= Integrated Regional Water Management Planning =

The California State Integrated Regional Water Management (IRWM) Planning is the process that promotes bringing together and prioritizing water-related efforts in the region in a systematic way to ensure sustainable water uses, reliable water supplies, better water quality, environmental stewardship, efficient urban development, protection of agriculture, and a strong economy. IRWM incorporates the physical, environmental, societal, economic, legal, and jurisdictional aspects of water management into regional solutions through open and collaborative stakeholder processes to promote sustainable water use.

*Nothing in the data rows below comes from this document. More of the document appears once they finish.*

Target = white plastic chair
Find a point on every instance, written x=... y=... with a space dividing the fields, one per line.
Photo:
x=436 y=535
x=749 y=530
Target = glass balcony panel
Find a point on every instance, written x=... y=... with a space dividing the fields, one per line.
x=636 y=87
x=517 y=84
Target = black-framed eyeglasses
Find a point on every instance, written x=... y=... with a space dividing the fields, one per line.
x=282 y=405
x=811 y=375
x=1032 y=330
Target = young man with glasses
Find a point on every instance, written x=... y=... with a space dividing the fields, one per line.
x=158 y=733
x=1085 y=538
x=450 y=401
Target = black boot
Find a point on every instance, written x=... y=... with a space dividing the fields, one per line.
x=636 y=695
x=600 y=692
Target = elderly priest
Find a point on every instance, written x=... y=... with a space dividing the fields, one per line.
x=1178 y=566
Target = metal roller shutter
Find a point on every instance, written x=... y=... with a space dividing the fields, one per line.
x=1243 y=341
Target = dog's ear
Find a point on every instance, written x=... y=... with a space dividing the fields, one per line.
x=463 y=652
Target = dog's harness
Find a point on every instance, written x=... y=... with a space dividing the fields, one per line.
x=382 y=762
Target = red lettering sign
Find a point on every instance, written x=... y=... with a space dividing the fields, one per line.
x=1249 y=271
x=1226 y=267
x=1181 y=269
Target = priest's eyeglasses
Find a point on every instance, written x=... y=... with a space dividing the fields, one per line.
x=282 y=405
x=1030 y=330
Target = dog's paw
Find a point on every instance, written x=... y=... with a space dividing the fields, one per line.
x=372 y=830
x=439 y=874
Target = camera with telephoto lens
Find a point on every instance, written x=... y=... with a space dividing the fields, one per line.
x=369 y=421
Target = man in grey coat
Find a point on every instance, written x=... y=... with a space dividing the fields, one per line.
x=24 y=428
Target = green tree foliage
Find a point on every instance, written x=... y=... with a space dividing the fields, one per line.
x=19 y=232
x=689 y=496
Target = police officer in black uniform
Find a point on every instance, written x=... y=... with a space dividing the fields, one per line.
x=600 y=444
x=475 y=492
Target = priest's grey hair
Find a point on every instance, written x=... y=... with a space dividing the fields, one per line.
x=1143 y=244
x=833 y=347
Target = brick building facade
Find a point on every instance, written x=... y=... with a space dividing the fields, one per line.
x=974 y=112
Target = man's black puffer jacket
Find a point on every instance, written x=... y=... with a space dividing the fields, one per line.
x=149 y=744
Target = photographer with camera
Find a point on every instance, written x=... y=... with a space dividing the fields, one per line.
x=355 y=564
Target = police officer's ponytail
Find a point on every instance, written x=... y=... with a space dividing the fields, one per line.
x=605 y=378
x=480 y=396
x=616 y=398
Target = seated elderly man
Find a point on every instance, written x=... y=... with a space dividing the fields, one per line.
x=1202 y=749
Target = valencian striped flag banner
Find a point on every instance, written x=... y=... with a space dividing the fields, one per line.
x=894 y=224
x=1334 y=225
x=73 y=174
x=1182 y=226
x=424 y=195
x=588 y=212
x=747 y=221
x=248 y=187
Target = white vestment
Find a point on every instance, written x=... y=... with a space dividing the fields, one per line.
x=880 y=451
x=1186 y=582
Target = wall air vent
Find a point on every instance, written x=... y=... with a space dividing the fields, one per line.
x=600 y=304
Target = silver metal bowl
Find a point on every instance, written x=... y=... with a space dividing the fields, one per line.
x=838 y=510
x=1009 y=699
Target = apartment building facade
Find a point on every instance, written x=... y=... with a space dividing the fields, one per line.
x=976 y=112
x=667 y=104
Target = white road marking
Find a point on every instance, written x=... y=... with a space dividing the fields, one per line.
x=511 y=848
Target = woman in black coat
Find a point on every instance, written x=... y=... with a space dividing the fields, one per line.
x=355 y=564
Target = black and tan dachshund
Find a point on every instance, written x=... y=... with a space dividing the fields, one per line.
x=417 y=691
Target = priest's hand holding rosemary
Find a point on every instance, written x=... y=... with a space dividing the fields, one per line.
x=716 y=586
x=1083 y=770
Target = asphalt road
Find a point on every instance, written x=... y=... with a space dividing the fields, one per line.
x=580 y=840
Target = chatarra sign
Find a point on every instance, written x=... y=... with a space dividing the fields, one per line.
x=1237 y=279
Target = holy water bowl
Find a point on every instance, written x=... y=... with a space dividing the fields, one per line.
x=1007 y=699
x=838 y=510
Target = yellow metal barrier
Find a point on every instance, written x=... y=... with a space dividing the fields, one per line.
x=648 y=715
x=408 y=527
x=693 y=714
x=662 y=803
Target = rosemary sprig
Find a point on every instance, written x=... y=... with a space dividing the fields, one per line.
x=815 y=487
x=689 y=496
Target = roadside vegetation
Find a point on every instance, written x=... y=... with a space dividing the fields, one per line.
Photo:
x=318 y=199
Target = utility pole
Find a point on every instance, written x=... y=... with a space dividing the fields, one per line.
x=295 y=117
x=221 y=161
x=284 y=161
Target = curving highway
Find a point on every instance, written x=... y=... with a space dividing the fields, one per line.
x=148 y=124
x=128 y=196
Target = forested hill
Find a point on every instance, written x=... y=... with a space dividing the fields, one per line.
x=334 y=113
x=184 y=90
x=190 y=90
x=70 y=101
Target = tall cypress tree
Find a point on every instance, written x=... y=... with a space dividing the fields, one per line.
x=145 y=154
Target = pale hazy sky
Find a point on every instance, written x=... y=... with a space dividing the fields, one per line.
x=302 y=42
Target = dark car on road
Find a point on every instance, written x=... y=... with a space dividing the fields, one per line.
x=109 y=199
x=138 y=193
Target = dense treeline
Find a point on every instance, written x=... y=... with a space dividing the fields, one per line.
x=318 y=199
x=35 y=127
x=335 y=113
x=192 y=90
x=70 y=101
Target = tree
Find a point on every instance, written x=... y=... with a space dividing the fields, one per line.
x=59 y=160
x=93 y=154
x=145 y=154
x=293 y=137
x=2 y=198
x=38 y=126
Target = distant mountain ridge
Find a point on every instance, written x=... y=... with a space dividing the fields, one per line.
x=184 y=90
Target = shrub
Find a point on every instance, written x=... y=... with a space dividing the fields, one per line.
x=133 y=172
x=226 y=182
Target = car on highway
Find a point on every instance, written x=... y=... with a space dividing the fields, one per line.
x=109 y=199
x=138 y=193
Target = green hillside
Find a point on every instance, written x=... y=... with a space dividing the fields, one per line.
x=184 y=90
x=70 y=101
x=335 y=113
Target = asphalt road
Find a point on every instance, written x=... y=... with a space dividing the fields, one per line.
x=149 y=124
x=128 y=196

Administered by the California Department of Water Resources and California State Water Resources Control Board through bond-funded Grant Programs, IRWM encourages the development of integrated regional strategies for management of water resources by providing funding, through competitive grants.

==History==
Integrated regional water management (IRWM) was officially established by the State of California in 2002 through the passage of the Integrated Regional Water Management Planning Act (SB 1672).

==Funding==
Funding was authorized with various propositions.

- PROPOSITION 50, the Water Security, Clean Drinking Water, Coastal and Beach Protection Act of 2002, passed by California voters in November 2002. Implementation of the Proposition 50 Chapter 8, bond funding is jointly administered by the Department of Water Resources (DWR) and the State Water Resources Control Board (State Water Board).
- PROPOSITION 84, the Safe Drinking Water, Water Quality and Supply, Flood Control, River and Coastal Protection Act, passed by California voters in November 2006. Administered by DWR, the Proposition 84 includes funding for the IRWM Grant Program.

These programs and funding have initiated Integrated Plans in most regions of the state. These efforts are bringing together agencies related to water in order to provide the highest-priority projects for funding and rapid completion.